Slow backup of VM on VSAN Datastore

Someone at out internal field conference asked me a question around why doing a full back up of a virtual machine on a VSAN datastore is slower then when doing the same exercise for that virtual machine on a traditional storage array. Note that the test that was conducted here was done with a single virtual machine. The best way to explain why this is is by taking a look at the architecture of VSAN. First, let me mention that the full backup of the VM on a traditional array was done on a storage system that had many disks backing the datastore on which the virtual machine was located.

Virtual SAN, as hopefully all of you know, creates a shared datastore out of host local resources. This datastore is formed out of disk and flash. Another thing to understand is that Virtual SAN is an object store. Each object typically is stored in a resilient fashion and as such on two hosts, hence 3 hosts is the minimum.
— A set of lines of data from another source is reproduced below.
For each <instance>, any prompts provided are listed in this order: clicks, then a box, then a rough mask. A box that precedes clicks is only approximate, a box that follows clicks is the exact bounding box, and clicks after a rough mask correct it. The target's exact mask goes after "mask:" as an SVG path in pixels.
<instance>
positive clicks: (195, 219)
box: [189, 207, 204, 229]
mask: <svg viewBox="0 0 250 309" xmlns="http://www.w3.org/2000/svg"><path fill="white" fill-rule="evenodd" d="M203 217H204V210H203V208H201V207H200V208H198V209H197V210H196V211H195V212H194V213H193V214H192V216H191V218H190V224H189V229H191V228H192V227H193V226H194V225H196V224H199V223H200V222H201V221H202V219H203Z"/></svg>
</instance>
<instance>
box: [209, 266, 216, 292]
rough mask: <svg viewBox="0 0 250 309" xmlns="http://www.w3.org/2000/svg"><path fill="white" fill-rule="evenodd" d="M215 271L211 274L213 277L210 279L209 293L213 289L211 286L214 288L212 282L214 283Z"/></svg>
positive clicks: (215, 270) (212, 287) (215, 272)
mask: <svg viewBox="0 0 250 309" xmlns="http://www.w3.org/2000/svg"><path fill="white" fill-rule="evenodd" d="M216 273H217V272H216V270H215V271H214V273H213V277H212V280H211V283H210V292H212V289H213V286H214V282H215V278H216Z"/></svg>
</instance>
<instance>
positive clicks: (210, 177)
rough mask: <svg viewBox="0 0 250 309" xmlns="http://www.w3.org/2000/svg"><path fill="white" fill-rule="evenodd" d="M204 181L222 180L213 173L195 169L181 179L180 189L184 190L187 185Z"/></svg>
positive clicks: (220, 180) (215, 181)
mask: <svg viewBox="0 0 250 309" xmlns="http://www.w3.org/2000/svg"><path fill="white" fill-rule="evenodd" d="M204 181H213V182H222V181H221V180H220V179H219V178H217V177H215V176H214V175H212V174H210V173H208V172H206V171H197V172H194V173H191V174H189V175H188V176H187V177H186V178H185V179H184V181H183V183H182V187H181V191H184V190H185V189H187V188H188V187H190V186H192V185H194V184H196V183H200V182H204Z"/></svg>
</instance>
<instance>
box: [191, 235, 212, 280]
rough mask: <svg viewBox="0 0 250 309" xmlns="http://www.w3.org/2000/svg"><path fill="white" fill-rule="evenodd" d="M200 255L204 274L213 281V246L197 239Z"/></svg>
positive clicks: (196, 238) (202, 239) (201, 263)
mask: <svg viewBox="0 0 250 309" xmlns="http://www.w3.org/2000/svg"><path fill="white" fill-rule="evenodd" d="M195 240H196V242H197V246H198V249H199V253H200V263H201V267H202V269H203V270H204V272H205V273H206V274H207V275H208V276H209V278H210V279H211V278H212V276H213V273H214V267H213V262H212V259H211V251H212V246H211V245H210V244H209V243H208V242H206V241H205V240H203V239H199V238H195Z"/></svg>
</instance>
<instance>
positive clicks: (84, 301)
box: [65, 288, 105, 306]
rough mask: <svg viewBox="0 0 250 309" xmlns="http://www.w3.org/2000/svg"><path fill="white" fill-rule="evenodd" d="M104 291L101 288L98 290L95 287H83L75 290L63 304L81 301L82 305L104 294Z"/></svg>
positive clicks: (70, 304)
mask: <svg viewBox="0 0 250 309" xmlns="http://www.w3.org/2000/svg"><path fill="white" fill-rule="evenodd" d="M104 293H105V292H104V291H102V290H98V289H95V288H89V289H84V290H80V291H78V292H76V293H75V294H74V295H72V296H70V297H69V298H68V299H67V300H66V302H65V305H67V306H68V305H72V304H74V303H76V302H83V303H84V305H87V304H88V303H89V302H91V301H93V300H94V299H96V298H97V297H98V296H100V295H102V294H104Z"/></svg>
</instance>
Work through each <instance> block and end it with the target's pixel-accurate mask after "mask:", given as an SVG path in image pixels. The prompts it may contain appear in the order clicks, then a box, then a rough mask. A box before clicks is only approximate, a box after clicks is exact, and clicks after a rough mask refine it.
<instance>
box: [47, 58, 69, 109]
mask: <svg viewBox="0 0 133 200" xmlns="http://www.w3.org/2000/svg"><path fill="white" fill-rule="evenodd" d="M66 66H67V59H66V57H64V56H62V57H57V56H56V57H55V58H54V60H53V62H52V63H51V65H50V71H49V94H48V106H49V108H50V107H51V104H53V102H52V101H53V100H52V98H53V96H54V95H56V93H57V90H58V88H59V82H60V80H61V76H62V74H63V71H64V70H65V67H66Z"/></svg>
Now, by default the component of an object is not striped which means that components are stored in most cases on a single physical spindle, for an object this means that as you can see in the diagram below that the disk (object) has two components and without stripes is stored on 2 physical disks.

Now lets get back to the original question. Why did the backup on VSAN take longer then with a traditional storage system? It is fairly simple to explain looking at the above info. In the case of the traditional storage array you are reading from multiple disks (10+) but with VSAN you are only reading from 2 disks. As you can imagine when reading from disk performance / throughput results will differ depending on the number of resources the total number of disks it is reading from can provide. In this test, as there it is just a single virtual machine being backed up, the VSAN result will be different as it has a lower number of disks (resources) to its disposal and on top of that is the VM is new there is no data cached so the flash layer is not used. Now, depending on your workload you can of course decide to stripe the components, but also… when it comes to backup you can also decided to increase the number of concurrent backups… if you increase the number of concurrent backups then the results will get closer as more disks are being leveraged across all VMs. I hope that helps explaining  why results can be different, but hopefully everyone understands that when you test things like this that parallelism is important or provide the right level of stripe width.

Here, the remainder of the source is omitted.